WorldServer filtering process

Documents generally contain translatable text mixed in with formatting and display information. Because translators are usually only interested in the linguistic content, it is important to separate the translatable text from the non-translatable text, such as HTML tags or formatting.

For translation purposes, the WorldServer filtering process starts with a document in one of many formats and breaks it into small, logical units of text called segments. These segments can then be translated and recomposed into a translated target document based on the original source document. The filtering process is mainly performed by file types, which are common both to WorldServer and to SDL Trados Studio.

A WorldServer file type handles the following activities:
  • Separates formatting from content segments in source documents, based on the document's specific file extension. (Sometimes called decomposing the document.)

    For example, in an HTML file, many tags are considered to be non-translatable text, while the text between the tags is usually meant for translation.

  • Presents the source text segments to translators, so that they can translate the text into the target language.

    The translator starts with the segments in a source language (for example, English) and translates those segments into a target language (for example, Japanese).

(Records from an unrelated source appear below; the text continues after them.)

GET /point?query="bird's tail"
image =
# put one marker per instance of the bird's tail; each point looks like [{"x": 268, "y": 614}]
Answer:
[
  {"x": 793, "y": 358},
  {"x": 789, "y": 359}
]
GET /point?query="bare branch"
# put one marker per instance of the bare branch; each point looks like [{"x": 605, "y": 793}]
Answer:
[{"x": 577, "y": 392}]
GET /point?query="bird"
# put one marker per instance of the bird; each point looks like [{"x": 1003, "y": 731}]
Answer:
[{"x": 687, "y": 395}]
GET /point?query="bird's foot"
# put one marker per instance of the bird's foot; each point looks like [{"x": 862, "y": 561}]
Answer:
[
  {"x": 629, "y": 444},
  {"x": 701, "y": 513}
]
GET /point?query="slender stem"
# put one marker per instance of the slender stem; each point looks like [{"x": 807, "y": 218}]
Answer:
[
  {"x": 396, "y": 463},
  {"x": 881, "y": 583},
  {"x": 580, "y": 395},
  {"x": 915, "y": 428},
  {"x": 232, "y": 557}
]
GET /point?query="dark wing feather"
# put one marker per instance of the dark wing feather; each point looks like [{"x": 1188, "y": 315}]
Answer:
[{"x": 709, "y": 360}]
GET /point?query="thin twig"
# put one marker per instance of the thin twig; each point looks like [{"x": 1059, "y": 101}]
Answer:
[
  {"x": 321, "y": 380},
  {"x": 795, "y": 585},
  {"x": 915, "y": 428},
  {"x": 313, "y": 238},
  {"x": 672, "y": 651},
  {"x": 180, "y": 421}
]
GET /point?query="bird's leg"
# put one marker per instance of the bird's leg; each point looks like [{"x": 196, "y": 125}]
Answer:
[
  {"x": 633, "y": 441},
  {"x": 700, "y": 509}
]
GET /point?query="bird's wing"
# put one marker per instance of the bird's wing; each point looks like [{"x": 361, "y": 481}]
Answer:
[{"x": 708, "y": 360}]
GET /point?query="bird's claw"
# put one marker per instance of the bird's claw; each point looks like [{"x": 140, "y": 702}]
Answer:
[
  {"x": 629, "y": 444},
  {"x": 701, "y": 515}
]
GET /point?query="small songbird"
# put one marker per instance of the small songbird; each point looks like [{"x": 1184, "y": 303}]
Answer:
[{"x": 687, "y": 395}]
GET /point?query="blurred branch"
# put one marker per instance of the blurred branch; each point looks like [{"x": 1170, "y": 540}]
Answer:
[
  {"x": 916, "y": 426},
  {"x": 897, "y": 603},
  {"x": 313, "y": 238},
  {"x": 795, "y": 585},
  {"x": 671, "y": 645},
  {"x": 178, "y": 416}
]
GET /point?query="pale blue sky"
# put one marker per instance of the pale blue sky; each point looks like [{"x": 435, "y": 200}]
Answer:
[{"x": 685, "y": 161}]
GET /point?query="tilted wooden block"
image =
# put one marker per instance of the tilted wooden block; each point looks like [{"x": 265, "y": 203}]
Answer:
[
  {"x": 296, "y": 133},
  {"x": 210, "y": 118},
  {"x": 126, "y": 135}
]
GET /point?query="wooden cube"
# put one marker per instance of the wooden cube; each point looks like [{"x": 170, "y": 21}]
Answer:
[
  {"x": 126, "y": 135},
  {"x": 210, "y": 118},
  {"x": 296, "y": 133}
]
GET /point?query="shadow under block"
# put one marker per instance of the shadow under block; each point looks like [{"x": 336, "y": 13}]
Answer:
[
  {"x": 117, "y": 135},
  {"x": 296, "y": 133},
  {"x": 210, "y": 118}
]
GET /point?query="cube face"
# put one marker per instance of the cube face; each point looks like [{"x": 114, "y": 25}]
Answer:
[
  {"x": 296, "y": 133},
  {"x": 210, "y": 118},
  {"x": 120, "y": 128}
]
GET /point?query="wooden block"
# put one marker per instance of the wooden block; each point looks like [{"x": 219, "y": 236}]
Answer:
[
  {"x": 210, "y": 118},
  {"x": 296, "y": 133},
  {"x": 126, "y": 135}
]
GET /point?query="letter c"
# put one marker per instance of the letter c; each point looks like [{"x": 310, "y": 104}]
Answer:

  • Creates (or updates) a target segment with the translated text.
  • Recomposes a translated target document based on the original source document and the translated segments.

    This process retains the formatting of the original document while replacing the source text with the translated text.

The following figure illustrates how file types typically work:

Figure 1. File types extract text from a formatted document and then reassemble the document based on the translated text

The filtering process automatically creates a target file from the source file. If the target file already exists in the asset interface system, it is updated each time the source file goes through the process. Every time the source document is updated within WorldServer or its timestamp is changed, it is re-segmented according to the rules specified in the file type.

File types help WorldServer identify translatable text based on the file extension of the document. Because the exact makeup of translatable text versus other content varies greatly across different file formats, this process is very format-specific, with some common features across multiple file formats.